Жану Кальме очень не понравился этот вызов. Что ему нужно, этому Граппу? Он знал о его приступах яростного гнева, о спеси и упрямстве, но, главное, боялся директора как старшего, как хозяина. Встречая или хотя бы видя господина Граппа издали на тесных улочках Ситэ, он всегда испытывал страх, беспокойство и острый стыд, словно его поймали за каким-то непотребным делом. «Что я еще натворил? — тоскливо думал Жан Кальме в такие минуты. — В чем он сейчас обвинит меня?» И он со всех ног бежал в другую сторону или, если это было в школьном коридоре, трусливо забивался в укромный уголок и, делая вид, будто смотрит в зарешеченное окно, украдкой косился на лысого гиганта, от чьей мощной поступи дрожал пол.
Много раз, что в учительской, что в секретариате перед директорским кабинетом, Жан Кальме испытывал то же смятение, тот же страх, что охватывали его на пороге кабинета отца. При виде внушительной фигуры Граппа, его мохнатого, верблюжьей шерсти, желтого пиджака, черных очков и башмаков с двойными подошвами его пробирал озноб, как в «Тополях», когда он стучал в дверь доктора, обливаясь потом от страха и унижения. Десятки раз он спрашивал себя, испытывают ли его коллеги ту же робость перед директором. Франсуа Клерк, Верре… обращает ли их в бегство лысый великан? Притворяясь, будто ищет номер телефона в справочнике или заглядывает в словарь, Жан Кальме исподтишка наблюдал за своими товарищами в учительской. Нет, никак не понять. И Франсуа Клерк и Верре вполне непринужденно общались с Граппом. Но может быть, они притворяются? Может, и они в глубине души трепещут под всевидящим оком Хозяина? Когда-нибудь он спросит об этом у Франсуа. Если осмелится. Ибо такой вопрос сразу же выдаст его с головой.

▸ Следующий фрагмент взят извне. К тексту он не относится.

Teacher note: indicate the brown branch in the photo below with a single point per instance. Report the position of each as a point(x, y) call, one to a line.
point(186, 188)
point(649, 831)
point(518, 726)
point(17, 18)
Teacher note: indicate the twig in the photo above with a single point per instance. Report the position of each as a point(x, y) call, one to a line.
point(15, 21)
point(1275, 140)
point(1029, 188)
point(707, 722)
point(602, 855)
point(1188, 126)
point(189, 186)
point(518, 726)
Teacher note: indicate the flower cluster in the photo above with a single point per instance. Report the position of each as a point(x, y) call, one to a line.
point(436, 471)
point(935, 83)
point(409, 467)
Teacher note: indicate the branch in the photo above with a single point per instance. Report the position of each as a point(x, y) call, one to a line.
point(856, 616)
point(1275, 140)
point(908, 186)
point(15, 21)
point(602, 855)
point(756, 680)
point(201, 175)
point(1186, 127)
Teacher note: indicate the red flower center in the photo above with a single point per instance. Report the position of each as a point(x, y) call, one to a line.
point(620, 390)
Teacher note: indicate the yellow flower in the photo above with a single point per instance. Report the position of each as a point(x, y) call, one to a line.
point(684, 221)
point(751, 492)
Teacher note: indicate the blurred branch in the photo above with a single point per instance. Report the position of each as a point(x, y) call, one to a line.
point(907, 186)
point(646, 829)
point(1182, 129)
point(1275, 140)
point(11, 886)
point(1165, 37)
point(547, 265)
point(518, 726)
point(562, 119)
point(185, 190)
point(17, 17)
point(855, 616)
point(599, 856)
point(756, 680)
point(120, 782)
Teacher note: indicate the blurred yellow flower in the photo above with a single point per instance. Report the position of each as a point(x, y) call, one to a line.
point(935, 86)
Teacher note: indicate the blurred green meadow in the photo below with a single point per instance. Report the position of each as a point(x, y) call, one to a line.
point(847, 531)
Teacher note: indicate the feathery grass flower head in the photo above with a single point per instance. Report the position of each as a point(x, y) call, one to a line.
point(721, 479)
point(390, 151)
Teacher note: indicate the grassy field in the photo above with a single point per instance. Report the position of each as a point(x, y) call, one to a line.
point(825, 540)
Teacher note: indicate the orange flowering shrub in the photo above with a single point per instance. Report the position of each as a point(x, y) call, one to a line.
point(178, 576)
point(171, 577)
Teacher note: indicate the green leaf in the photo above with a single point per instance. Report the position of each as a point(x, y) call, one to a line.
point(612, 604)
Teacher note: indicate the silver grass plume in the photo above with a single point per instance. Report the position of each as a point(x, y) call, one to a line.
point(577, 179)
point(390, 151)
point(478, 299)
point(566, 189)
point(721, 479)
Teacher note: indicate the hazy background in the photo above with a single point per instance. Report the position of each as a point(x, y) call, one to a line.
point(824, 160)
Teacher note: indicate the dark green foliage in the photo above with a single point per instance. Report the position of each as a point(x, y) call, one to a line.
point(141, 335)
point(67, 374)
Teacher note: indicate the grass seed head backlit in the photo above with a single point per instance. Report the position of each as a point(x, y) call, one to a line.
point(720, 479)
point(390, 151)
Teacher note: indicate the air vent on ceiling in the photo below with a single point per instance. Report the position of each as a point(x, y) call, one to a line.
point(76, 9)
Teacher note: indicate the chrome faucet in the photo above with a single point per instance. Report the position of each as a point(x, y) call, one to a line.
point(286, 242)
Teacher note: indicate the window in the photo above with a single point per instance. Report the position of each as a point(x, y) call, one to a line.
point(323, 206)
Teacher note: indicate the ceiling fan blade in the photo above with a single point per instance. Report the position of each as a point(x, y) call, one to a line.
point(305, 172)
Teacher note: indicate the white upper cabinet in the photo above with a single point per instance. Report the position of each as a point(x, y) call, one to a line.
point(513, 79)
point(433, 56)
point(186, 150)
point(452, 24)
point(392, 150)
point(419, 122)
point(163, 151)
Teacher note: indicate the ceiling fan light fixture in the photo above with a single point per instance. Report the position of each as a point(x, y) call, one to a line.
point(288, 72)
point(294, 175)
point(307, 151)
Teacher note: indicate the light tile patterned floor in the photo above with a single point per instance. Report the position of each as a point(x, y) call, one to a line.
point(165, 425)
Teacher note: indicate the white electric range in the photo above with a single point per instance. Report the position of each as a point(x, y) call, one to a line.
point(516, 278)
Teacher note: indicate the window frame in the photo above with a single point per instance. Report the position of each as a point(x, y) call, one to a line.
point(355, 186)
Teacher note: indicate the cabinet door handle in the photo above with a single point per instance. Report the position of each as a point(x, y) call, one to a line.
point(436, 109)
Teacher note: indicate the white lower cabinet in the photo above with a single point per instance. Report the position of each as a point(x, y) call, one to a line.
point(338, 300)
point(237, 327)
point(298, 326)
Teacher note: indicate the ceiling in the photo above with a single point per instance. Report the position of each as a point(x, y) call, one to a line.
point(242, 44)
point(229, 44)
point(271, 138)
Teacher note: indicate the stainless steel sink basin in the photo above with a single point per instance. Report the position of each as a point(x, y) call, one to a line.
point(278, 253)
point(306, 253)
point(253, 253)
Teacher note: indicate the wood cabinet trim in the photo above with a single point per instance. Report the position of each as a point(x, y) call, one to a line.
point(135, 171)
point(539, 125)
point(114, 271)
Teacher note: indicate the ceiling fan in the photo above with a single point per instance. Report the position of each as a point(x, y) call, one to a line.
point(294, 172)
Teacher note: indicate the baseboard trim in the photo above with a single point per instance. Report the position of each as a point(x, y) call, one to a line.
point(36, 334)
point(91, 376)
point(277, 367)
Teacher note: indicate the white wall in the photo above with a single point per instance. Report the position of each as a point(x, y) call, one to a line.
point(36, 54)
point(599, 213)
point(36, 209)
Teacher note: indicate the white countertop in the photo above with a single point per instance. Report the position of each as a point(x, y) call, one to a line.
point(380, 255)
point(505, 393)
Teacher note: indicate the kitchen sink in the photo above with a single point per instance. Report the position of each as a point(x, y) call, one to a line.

Итак, он явился в секретариат, и мадам Уазель, неизменно восхищавшая Жана Кальме своими зелеными глазами и пышным бюстом, велела ему подождать несколько минут: господин директор скоро освободится. Жан Кальме, заранее взмокший от страха, принялся разглядывать мадам Уазель. Она села печатать, и ее груди заколыхались под тонкой блузкой. Двадцать пять лет, загорелая, жизнерадостная. Но он робел и перед нею — ведь она имела свободный доступ к директору, знала все его перемены настроения, проекты, секреты. Она была участницей элевсийских мистерий, допущенной к самому треножнику, к углям, к священному напитку, к дымку жертвоприношений во славу Бога-Директора-Повелителя людей; она излучала таинственную силу инициации, приводившую в трепет Жана Кальме. Хорошенькая женщина. И счастливая. Вот она-то нашла себе подходящего хозяина: красивого, изысканного француза, стажера-преподавателя математики и гимнастики.
Жан Кальме терпеливо ждал, когда директор допустит его в святилище. Он потел все сильнее и украдкой вытирал ладони о брюки, боясь в то же время, что они, не дай Бог, пожелтеют и будут выглядеть непристойно и комично. Мадам Уазель вырвала письмо из машинки, пришлепнула на него печать гимназии, подписала, сложила, сунула в конверт, лизнула марку своим длинным язычком, приклеила ее ударом кулака и бросила послание в картонную коробку, где накапливалась почта богов. Дверь кабинета открылась, и на пороге возник господин Грапп. Жан Кальме попытался встать, хотя что-то внутри него в ужасе сопротивлялось, тянуло его бежать, укрыться в какой-нибудь темной норе; однако миг спустя он превозмог себя, встал с видимой легкостью и, улыбаясь, приблизился к господину Граппу. Огромная, не правдоподобно широкая фигура директора, заполнившая всю дверную раму, выглядела фантастическим параллелепипедом из желтой шерсти, над которым мрачно чернели непроницаемые очки и сиял голый шишковатый череп. Гигант открыл рот; в углах губ скопилась слюна, неровные зубы походили на могильные камни заброшенного кладбища, где обитают пожиратели детей.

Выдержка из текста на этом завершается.